The colorful historical figure Hugh O’Neill, the chief of an Irish clan as well as the British Earl of Tyrone, would swing both ways: He was a loyal subject to the British throne when he liked, and a renegade who led soldiers to fight for Irish freedom against the crown. The celebrated late Irish playwright Brian Friel, in his 1988 play “Making History,” paints O’Neill as a tempestuous, spotty commander with a young wife who, in the end, is the smart one.
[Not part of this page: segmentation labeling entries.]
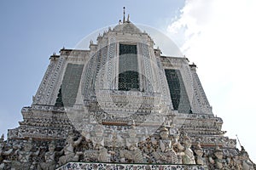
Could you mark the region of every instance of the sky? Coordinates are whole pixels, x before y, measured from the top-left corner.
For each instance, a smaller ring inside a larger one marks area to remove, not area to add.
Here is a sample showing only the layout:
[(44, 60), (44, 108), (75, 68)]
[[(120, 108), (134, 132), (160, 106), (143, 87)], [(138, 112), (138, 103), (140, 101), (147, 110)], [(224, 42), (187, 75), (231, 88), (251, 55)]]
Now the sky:
[(195, 63), (225, 135), (237, 134), (255, 162), (253, 0), (0, 1), (0, 133), (22, 121), (49, 56), (118, 24), (124, 6), (134, 24), (160, 30)]

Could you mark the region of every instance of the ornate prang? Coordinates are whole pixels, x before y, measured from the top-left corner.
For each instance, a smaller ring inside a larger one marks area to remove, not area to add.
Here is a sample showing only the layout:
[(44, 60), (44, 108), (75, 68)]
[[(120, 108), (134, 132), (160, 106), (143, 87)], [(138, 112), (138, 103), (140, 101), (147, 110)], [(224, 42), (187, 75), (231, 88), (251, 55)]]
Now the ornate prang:
[(162, 56), (125, 14), (96, 41), (50, 57), (20, 127), (0, 139), (1, 170), (256, 169), (224, 136), (195, 64)]

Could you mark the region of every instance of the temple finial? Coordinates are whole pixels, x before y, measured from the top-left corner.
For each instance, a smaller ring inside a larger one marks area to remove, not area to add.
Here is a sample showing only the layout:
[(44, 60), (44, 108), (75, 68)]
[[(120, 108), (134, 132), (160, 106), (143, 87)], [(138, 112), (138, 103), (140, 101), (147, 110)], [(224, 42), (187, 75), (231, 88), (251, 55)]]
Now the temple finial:
[(123, 18), (123, 23), (125, 22), (125, 7), (123, 8), (124, 8), (124, 18)]
[(126, 22), (130, 22), (130, 14), (128, 14)]

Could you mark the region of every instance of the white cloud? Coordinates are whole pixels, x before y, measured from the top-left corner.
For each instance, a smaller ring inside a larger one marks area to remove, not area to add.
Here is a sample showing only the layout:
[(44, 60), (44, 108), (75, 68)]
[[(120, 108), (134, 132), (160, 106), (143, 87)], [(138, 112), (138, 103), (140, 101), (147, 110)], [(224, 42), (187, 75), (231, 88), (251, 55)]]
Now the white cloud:
[(167, 34), (195, 61), (214, 114), (224, 130), (237, 133), (256, 162), (253, 0), (188, 0)]

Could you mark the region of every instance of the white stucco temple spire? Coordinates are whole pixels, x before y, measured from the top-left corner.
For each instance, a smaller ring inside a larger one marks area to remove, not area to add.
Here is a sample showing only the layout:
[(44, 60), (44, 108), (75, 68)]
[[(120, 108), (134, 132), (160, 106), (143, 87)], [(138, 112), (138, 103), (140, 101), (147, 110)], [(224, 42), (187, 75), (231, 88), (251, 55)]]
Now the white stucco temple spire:
[(125, 7), (124, 7), (123, 8), (124, 8), (123, 23), (125, 23)]

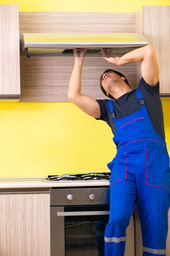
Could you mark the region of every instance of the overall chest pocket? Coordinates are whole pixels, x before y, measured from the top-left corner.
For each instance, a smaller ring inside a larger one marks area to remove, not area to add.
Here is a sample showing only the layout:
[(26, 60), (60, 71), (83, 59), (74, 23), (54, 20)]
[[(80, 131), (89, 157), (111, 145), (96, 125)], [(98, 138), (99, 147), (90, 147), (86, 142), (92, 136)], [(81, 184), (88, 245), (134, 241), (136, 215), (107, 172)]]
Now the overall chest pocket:
[(123, 143), (148, 137), (147, 119), (143, 111), (139, 111), (117, 121), (116, 136), (113, 140), (121, 139)]
[(147, 147), (146, 163), (146, 185), (170, 190), (170, 158), (167, 152)]

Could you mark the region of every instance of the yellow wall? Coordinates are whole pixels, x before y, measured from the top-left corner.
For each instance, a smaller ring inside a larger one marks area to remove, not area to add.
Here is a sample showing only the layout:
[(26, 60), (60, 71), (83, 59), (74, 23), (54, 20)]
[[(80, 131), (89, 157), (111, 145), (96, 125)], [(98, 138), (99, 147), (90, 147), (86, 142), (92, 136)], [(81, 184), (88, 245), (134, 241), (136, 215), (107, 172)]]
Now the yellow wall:
[[(120, 3), (0, 0), (0, 4), (19, 4), (20, 12), (135, 12), (142, 5), (170, 4), (169, 0)], [(162, 103), (169, 148), (170, 101)], [(0, 103), (0, 177), (105, 172), (116, 154), (110, 127), (71, 103)]]

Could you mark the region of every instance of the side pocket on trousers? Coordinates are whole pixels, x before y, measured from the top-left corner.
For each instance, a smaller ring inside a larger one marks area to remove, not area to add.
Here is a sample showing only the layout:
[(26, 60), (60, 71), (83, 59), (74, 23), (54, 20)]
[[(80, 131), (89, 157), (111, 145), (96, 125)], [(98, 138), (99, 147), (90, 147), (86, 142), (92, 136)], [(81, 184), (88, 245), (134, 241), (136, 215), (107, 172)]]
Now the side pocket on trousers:
[(162, 150), (146, 148), (146, 182), (150, 186), (170, 190), (170, 158)]
[(117, 181), (127, 180), (128, 158), (127, 152), (116, 157), (116, 160), (111, 170), (110, 180), (110, 186)]

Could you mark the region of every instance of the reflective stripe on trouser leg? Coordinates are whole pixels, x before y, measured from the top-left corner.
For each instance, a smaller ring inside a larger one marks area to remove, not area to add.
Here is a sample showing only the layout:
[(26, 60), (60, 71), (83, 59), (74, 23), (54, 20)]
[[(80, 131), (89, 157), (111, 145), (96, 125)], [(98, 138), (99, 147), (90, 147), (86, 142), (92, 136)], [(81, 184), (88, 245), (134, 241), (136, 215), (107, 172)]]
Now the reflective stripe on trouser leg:
[(143, 250), (146, 253), (150, 253), (152, 254), (156, 255), (166, 255), (166, 250), (156, 250), (155, 249), (151, 249), (151, 248), (147, 248), (147, 247), (143, 247)]
[[(126, 157), (124, 160), (123, 169), (122, 166), (121, 168), (125, 174)], [(119, 171), (121, 172), (120, 169)], [(116, 180), (119, 179), (117, 178)], [(110, 214), (105, 232), (105, 256), (124, 256), (126, 228), (136, 205), (136, 186), (133, 180), (127, 179), (113, 183), (110, 191)]]
[(116, 237), (106, 237), (105, 236), (105, 241), (107, 243), (110, 242), (114, 242), (115, 243), (119, 243), (120, 242), (125, 242), (126, 241), (126, 237), (119, 237), (116, 238)]

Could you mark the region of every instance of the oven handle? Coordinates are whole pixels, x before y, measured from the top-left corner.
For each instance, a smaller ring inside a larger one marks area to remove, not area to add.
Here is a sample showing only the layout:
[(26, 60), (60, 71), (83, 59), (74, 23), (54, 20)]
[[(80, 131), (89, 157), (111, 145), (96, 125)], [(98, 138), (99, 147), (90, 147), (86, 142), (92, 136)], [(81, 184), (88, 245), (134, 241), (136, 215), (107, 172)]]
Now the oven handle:
[(109, 215), (109, 211), (93, 212), (57, 212), (57, 216), (82, 216), (88, 215)]

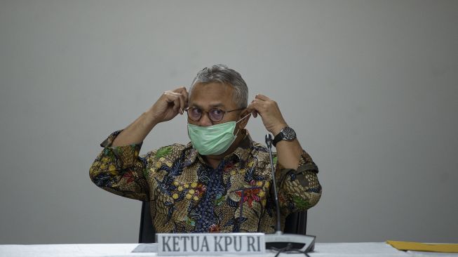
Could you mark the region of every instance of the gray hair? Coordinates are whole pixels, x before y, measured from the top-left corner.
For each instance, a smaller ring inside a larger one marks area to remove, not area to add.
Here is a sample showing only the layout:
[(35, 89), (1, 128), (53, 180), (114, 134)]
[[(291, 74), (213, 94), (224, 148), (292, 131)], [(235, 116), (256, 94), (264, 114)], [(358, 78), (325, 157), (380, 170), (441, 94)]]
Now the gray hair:
[(210, 67), (205, 67), (200, 72), (192, 81), (189, 88), (189, 93), (192, 87), (198, 83), (220, 82), (229, 84), (234, 88), (232, 98), (238, 108), (246, 108), (248, 105), (248, 87), (240, 73), (227, 66), (217, 64)]

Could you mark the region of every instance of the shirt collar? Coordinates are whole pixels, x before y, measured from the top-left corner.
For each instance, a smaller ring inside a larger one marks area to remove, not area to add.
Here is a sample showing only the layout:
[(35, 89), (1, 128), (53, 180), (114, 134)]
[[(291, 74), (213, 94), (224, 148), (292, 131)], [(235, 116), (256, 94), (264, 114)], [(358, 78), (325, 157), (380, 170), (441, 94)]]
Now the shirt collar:
[[(224, 157), (224, 159), (230, 159), (235, 157), (241, 162), (245, 163), (246, 160), (250, 157), (250, 152), (251, 148), (253, 146), (253, 141), (250, 136), (248, 131), (243, 128), (240, 131), (240, 133), (243, 136), (243, 139), (238, 143), (238, 146), (236, 150), (231, 153), (227, 154)], [(192, 143), (189, 142), (187, 145), (186, 148), (189, 149), (189, 154), (187, 157), (184, 161), (184, 165), (185, 166), (192, 164), (196, 159), (198, 159), (202, 162), (205, 163), (205, 161), (202, 158), (202, 156), (198, 154), (197, 150), (192, 147)]]

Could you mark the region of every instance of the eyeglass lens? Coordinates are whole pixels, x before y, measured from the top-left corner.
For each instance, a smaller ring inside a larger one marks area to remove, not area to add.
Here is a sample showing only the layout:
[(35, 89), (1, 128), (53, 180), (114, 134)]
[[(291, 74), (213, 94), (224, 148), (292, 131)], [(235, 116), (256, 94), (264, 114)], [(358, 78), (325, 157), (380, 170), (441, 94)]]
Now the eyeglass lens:
[[(202, 112), (199, 108), (191, 107), (188, 110), (188, 117), (193, 121), (198, 121), (202, 117)], [(224, 116), (224, 112), (217, 108), (213, 108), (208, 112), (210, 119), (215, 122), (220, 121)]]

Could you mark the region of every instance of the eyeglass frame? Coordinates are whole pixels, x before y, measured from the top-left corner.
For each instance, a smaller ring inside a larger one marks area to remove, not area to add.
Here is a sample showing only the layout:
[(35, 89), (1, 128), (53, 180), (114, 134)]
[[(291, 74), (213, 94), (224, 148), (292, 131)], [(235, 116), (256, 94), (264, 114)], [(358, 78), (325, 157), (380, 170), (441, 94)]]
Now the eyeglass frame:
[[(201, 110), (201, 117), (199, 117), (198, 119), (192, 119), (189, 117), (189, 109), (199, 109), (199, 110)], [(183, 110), (183, 112), (186, 111), (186, 112), (187, 112), (187, 114), (187, 114), (187, 115), (188, 115), (188, 118), (189, 118), (189, 119), (191, 119), (191, 120), (193, 121), (198, 121), (201, 119), (202, 119), (202, 114), (203, 114), (204, 112), (206, 112), (206, 113), (207, 113), (207, 116), (208, 116), (208, 119), (209, 119), (210, 121), (212, 121), (212, 122), (220, 122), (220, 121), (221, 121), (222, 120), (223, 120), (223, 119), (224, 119), (224, 115), (225, 115), (227, 113), (228, 113), (228, 112), (235, 112), (235, 111), (241, 111), (241, 110), (243, 110), (243, 109), (245, 109), (245, 108), (238, 108), (238, 109), (231, 110), (230, 110), (230, 111), (224, 111), (224, 110), (222, 110), (219, 109), (219, 108), (213, 107), (213, 108), (210, 109), (210, 110), (207, 112), (207, 111), (204, 111), (204, 110), (202, 110), (201, 108), (199, 108), (199, 107), (191, 107), (184, 108), (184, 109), (183, 109), (182, 110)], [(212, 116), (210, 114), (210, 112), (211, 112), (212, 110), (220, 110), (220, 111), (222, 112), (222, 117), (221, 117), (221, 119), (220, 119), (220, 120), (214, 121), (214, 120), (212, 119)]]

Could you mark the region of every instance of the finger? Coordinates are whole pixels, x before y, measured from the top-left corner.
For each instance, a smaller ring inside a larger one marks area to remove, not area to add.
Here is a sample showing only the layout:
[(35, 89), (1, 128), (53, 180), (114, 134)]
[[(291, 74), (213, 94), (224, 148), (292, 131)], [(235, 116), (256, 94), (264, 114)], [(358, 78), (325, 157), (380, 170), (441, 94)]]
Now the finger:
[(184, 91), (186, 91), (186, 88), (184, 86), (180, 86), (177, 88), (173, 89), (172, 91), (175, 93), (183, 93)]
[(260, 100), (262, 100), (263, 101), (267, 101), (267, 100), (270, 100), (269, 98), (267, 97), (264, 95), (260, 94), (260, 93), (258, 93), (257, 95), (256, 95), (256, 96), (255, 97), (255, 99), (260, 99)]
[(183, 109), (187, 108), (188, 105), (189, 105), (188, 103), (189, 101), (189, 94), (187, 90), (186, 90), (186, 88), (184, 88), (184, 91), (182, 92), (182, 93), (184, 96), (184, 106), (183, 106)]
[(254, 100), (251, 102), (250, 105), (247, 107), (247, 111), (248, 112), (251, 112), (253, 114), (253, 117), (256, 118), (257, 117), (257, 111), (256, 110), (256, 107), (255, 107)]

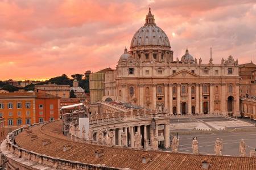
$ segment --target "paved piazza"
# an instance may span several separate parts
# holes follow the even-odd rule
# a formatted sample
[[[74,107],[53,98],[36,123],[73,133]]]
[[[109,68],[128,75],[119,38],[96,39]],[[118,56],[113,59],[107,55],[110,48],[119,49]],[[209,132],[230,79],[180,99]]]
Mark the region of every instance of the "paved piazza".
[[[197,137],[199,141],[199,152],[203,154],[214,154],[214,142],[217,138],[223,139],[223,155],[238,156],[239,143],[242,139],[246,143],[246,155],[250,156],[250,151],[256,148],[256,128],[253,131],[247,131],[246,128],[253,129],[254,122],[251,124],[248,120],[234,119],[229,117],[198,117],[172,118],[170,120],[171,131],[178,132],[180,139],[179,151],[192,152],[191,143],[193,137]],[[230,130],[221,132],[217,129],[226,126]],[[208,134],[182,134],[181,131],[191,131],[194,128],[207,129],[214,129]],[[233,132],[232,130],[242,129],[244,132]],[[171,137],[171,138],[172,138]]]

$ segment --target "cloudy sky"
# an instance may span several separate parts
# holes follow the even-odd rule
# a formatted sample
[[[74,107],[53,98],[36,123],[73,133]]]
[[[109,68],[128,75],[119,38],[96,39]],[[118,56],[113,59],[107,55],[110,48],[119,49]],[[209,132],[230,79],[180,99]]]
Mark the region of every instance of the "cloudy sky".
[[[2,0],[0,80],[115,68],[150,5],[174,58],[256,62],[255,0]]]

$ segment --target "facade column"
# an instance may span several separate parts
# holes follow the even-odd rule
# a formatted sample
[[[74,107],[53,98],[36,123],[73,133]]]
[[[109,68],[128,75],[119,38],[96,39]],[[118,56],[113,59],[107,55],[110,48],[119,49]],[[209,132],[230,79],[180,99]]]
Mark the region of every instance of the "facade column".
[[[199,84],[196,84],[196,114],[199,114]]]
[[[191,84],[188,84],[188,114],[192,113],[191,112]]]
[[[164,148],[168,148],[170,147],[170,124],[164,124]]]
[[[210,84],[210,114],[214,113],[214,84],[213,83]]]
[[[240,114],[240,107],[239,107],[239,106],[240,106],[240,96],[239,96],[239,94],[240,94],[240,93],[239,93],[239,83],[236,83],[236,89],[235,89],[235,90],[236,90],[236,91],[235,91],[235,93],[236,93],[236,103],[234,103],[234,105],[235,105],[235,107],[234,107],[234,108],[235,108],[235,112],[234,112],[234,116],[235,116],[235,117],[238,117],[238,116],[240,116],[240,115],[241,115],[241,114]]]
[[[226,93],[225,93],[225,88],[226,88],[226,83],[221,83],[221,113],[225,115],[226,114]]]
[[[164,110],[168,108],[168,84],[164,84]]]
[[[118,129],[118,145],[122,146],[122,141],[121,141],[121,134],[123,132],[123,128]]]
[[[177,84],[177,114],[180,114],[180,84]]]
[[[153,110],[156,109],[156,84],[153,84],[153,103],[152,106],[152,109]]]
[[[125,146],[128,146],[128,134],[127,133],[127,128],[126,127],[125,127],[125,135],[126,136],[126,141],[125,141]]]
[[[139,105],[142,107],[144,107],[144,96],[143,96],[143,85],[139,84]]]
[[[199,105],[200,105],[200,113],[203,114],[203,84],[200,84],[199,86]]]
[[[130,127],[130,137],[131,137],[131,147],[134,147],[134,130],[133,126]]]
[[[147,140],[147,125],[144,125],[144,141]]]
[[[169,113],[170,114],[172,113],[172,84],[169,84]]]
[[[115,145],[115,129],[113,130],[114,136],[113,137],[113,144]]]

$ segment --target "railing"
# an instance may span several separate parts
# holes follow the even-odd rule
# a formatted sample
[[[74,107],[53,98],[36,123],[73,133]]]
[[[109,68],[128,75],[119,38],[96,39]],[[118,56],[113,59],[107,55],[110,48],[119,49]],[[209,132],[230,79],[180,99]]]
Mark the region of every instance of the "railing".
[[[47,124],[48,122],[49,122],[37,123],[27,127],[31,128],[38,126],[42,124]],[[8,148],[8,150],[12,152],[13,154],[17,155],[19,158],[23,158],[28,160],[36,162],[43,165],[61,169],[123,169],[117,168],[108,167],[105,166],[105,165],[85,164],[77,161],[53,158],[20,147],[18,145],[15,144],[14,141],[15,137],[24,131],[24,129],[28,128],[20,128],[13,131],[7,135],[6,139],[6,147]]]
This O’Neill is nicely realized by the emphatic portrayal of Ethan Lipkin in the co-production of “Making History” from the Irish Heritage Theatre and Plays and Players. O’Neill is the play’s main character and because Lipkin’s persuasive acting outshines much of what’s around him, the character becomes even more striking in director Peggy Mecham’s production. The evening is uneven if engaging, a glimpse into history from the late 1500s when the British were being attacked by Irish fighters in ambushes and skirmishes, with the official help of Spanish soldiers O’Neill recruited.
The timeframe is not listed in the program, nor are the play’s various settings – both would be a help in understanding what we’re seeing. O’Neill’s family and warrior background is spelled out in the “Making History” script, but only in its last minutes and as a sort of catch-up to the action we’ve been seeing. That’s when Peter Lombard, Ireland’s bishop primate, calms down a restless O’Neill – by this time in exile in Rome – by reading him the O’Neill history the bishop’s been writing for years.
The bishop is played by John Cannon as a demure and quiet man who looks the part. But he’s so quiet that what he says sometimes is lost, and so demure it’s puzzling why a character like O’Neill should put up with him. Even so, the bishop has a key role here – “Making History” is not just about O’Neill’s attempts to turn the tide of British colonization. It’s about making history, literally, the way the bishop attempts it. In his hands, writing history is not only about truth, it’s about spin. The play acknowledges both factors as a part of writing historical accounts, and leaves it up to us to reconcile them.
This theme – who gets to tell your story and how they tell it – is also an underpinning of the musical “Hamilton,” and much more dynamically. Friel’s “Making History” solidly makes its points, though, as it takes us through O’Neill’s plotting along with the archbishop, his private secretary (a nice turn by Bob Weick) and his unlikely pal, the Earl of Tryconnell (overacted as a goofball by Kevin Rodden). The play then moves on to O’Neill’s relationship to his wife (Stephanie Iozzia), the sister of one of his enemies. That relationship seems genuine and deep, as does the bond between his wife and her sister (Melissa Amilani), from a family loyal to the British. The credible performances of the two women in the roles strengthen the production.
Some scene changes were long when I saw “Making History” at last weekend’s opening, but the lovely recorded Irish music – also unattributed in the program – was pleasant in the interims. Not so great was the person who walked back and forth repeatedly behind Teddy Mosoeanu’s set on stage-right throughout the second act. There’s a large gap in that set, and whoever it was filled it. To my distraction.–“Making History,” co-produced by Irish Heritage Theatre and Plays and Players, runs through June 10 at Plays & Players, on Delancey Place between 17th and 18th Streets. www.irishheritagetheatre.org.